Tesla, Apple, Google, Microsoft, Nvidia, Amazon et Meta, longtemps les “chouchous” de la Bourse de Wall Street, affichent une perte de 2.150 milliards de dollars depuis le 1er janvier. Une somme vertigineuse qui s’est évaporée en à peine deux mois. La magie des “Magnificent Seven” (les Sept Fantastiques) a-t-elle vraiment disparu? Et les milliardaires américains comme Elon Musk, Mark Zuckerberg ou Jeff Bezos se sont-ils trompés en misant sur Donald Trump? Des experts expliquent ce qui se passe avec les grandes entreprises technologiques. “Des milliards se déplacent vers la Chine et l’Europe”, explique Tom Simonts, économiste de KBC, à Het Laatste Nieuws.

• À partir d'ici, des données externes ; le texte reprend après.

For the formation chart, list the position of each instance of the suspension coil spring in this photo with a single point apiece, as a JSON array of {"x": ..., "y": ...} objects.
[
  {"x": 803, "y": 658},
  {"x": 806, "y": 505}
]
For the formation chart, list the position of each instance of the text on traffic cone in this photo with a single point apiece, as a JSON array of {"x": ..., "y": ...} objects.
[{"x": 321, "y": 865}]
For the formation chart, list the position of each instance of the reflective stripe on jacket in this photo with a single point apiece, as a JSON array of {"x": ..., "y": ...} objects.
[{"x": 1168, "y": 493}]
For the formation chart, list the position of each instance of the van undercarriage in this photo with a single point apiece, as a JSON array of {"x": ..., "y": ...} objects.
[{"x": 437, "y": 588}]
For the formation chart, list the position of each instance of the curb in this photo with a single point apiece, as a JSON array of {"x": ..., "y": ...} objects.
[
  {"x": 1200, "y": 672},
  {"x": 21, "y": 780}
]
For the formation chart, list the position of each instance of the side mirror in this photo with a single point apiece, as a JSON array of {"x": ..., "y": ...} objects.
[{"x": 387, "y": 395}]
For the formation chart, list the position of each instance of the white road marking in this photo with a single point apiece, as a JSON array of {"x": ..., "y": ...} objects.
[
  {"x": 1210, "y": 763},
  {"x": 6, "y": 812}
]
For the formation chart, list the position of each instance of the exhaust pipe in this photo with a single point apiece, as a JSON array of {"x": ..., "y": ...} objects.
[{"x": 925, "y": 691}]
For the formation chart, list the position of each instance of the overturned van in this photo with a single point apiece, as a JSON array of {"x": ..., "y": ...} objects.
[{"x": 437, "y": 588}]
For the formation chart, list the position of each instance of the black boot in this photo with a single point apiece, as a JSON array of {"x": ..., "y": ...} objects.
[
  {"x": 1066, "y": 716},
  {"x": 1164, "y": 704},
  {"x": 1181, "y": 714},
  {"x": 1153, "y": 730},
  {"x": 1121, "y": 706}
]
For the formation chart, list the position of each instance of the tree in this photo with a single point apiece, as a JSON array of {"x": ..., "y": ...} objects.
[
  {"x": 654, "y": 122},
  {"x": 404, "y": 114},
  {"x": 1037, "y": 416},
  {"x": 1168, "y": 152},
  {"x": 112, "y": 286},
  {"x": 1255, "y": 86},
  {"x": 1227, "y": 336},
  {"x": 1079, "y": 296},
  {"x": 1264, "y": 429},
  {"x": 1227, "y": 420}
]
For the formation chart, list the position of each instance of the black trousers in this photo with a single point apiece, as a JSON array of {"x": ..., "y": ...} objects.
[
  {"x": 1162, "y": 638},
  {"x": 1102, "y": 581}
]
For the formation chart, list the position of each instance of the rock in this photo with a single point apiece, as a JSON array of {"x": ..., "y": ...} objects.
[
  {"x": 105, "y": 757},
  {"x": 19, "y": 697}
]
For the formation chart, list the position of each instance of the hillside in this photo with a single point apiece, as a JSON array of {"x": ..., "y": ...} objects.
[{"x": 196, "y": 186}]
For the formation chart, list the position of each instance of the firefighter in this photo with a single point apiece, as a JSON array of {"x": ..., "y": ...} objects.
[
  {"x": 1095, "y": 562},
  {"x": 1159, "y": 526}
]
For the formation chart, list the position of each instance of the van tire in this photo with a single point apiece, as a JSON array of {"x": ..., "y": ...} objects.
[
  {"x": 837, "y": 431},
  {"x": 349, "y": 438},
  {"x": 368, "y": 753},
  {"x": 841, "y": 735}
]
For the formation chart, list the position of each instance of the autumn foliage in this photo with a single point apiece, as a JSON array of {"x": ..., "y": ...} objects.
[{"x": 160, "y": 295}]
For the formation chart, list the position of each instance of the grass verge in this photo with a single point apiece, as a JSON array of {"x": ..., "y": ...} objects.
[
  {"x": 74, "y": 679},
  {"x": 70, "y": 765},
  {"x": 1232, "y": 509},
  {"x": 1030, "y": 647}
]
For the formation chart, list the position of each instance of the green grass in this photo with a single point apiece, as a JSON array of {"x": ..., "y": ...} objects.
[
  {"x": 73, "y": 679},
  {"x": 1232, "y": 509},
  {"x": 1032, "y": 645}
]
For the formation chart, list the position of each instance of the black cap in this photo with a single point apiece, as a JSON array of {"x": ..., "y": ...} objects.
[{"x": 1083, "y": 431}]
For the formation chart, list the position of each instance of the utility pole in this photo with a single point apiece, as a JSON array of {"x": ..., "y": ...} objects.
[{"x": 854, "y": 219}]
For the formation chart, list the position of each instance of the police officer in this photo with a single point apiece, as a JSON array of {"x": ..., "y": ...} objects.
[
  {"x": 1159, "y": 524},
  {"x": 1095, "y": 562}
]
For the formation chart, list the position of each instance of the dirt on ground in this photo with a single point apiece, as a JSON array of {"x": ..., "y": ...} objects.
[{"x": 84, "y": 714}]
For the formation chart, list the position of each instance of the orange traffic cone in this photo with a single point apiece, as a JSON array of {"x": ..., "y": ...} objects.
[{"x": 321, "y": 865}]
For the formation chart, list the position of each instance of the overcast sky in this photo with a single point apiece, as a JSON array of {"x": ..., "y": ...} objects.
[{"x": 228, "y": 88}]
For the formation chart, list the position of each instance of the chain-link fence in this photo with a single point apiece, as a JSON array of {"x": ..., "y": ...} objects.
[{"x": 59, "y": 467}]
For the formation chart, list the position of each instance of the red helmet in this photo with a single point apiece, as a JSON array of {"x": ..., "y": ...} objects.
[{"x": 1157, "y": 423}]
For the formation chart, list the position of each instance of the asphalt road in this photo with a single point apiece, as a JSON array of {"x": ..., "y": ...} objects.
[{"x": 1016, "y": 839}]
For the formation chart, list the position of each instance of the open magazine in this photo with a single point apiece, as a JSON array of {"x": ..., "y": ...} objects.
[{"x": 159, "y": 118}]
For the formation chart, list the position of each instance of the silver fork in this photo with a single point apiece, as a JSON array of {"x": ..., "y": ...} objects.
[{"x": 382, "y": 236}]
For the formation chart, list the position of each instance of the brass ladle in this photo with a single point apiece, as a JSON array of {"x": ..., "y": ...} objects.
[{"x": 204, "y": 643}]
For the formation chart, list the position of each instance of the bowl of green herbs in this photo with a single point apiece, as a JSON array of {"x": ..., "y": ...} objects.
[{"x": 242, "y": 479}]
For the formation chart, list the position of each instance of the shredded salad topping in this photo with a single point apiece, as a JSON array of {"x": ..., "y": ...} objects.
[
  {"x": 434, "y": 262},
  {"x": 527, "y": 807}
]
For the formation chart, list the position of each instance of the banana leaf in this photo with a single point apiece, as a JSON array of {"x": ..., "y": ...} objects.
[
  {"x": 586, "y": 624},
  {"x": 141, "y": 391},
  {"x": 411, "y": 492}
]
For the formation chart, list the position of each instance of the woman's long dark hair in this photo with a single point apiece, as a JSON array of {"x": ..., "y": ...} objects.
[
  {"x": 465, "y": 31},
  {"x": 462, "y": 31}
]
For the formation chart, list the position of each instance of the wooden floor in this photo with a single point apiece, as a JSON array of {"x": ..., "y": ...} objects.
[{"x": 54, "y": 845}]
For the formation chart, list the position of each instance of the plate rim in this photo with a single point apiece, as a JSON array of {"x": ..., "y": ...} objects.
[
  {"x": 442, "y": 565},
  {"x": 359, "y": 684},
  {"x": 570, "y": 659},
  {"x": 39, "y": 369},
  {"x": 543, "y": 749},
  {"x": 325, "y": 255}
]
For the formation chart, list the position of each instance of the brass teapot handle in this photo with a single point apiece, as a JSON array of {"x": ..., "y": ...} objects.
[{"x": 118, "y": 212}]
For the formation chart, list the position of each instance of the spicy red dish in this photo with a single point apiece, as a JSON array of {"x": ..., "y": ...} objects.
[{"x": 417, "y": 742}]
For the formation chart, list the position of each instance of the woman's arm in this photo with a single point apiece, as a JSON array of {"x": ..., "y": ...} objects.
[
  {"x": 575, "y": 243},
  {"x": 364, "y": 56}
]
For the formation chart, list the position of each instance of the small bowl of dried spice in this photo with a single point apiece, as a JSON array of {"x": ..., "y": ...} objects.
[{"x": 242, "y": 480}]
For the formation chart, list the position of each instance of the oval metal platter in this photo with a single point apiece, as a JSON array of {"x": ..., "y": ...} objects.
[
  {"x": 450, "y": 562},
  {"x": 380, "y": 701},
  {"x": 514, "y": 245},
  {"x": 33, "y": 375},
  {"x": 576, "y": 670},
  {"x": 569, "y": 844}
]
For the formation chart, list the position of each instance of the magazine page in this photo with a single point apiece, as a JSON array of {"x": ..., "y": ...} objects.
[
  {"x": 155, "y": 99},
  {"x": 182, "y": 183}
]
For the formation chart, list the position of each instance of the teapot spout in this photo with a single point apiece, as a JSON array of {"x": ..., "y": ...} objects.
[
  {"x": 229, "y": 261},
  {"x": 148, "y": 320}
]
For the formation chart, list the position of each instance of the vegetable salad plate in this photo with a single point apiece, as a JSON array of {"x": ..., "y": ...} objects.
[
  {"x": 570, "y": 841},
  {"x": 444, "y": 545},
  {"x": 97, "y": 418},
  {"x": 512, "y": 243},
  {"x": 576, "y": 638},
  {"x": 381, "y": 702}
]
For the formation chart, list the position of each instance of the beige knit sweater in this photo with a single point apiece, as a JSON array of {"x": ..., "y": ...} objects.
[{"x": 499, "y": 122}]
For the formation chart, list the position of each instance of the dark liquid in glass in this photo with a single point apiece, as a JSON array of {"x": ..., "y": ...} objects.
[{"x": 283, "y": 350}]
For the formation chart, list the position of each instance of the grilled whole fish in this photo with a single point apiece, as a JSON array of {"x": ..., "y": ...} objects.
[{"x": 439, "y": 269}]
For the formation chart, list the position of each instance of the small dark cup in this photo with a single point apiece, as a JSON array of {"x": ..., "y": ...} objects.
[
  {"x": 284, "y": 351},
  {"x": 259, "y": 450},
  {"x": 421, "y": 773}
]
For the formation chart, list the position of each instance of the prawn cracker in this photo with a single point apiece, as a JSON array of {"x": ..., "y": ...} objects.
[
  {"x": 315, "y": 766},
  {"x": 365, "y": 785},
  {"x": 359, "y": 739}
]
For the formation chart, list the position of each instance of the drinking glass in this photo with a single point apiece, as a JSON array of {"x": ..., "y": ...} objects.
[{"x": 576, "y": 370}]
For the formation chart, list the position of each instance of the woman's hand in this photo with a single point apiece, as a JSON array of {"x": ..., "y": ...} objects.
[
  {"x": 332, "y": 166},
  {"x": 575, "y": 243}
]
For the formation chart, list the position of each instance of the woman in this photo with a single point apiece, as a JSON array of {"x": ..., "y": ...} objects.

“Les Magnificent Seven”: le surnom donné aux géants de la Big Tech est-il en passe de devenir désuet? La tendance s’est brusquement inversée depuis peu. Aujourd’hui, Tesla, Google, Microsoft, Nvidia, Apple, Amazon et Meta accusent le coup. Six des sept géants ont vu leur capitalisation boursière chuter de 2.150 milliards de dollars ces dernières semaines. Seule Meta, la maison mère de Facebook et Instagram, a vu sa valeur augmenter ces derniers mois. Pour Apple (-328 milliards), Tesla (-510 milliards) et surtout Nvidia (-658 milliards), l’année 2025 est marquée par une perte colossale de leurs actifs financiers. Pour donner une idée, cette perte représente près de quatre fois la dette publique belge.

Que se passe-t-il au juste? Un vent de panique chez les actionnaires, dû à un climat boursier en mutation, selon Jürgen Ingels, investisseur et entrepreneur dans le domaine de la technologie.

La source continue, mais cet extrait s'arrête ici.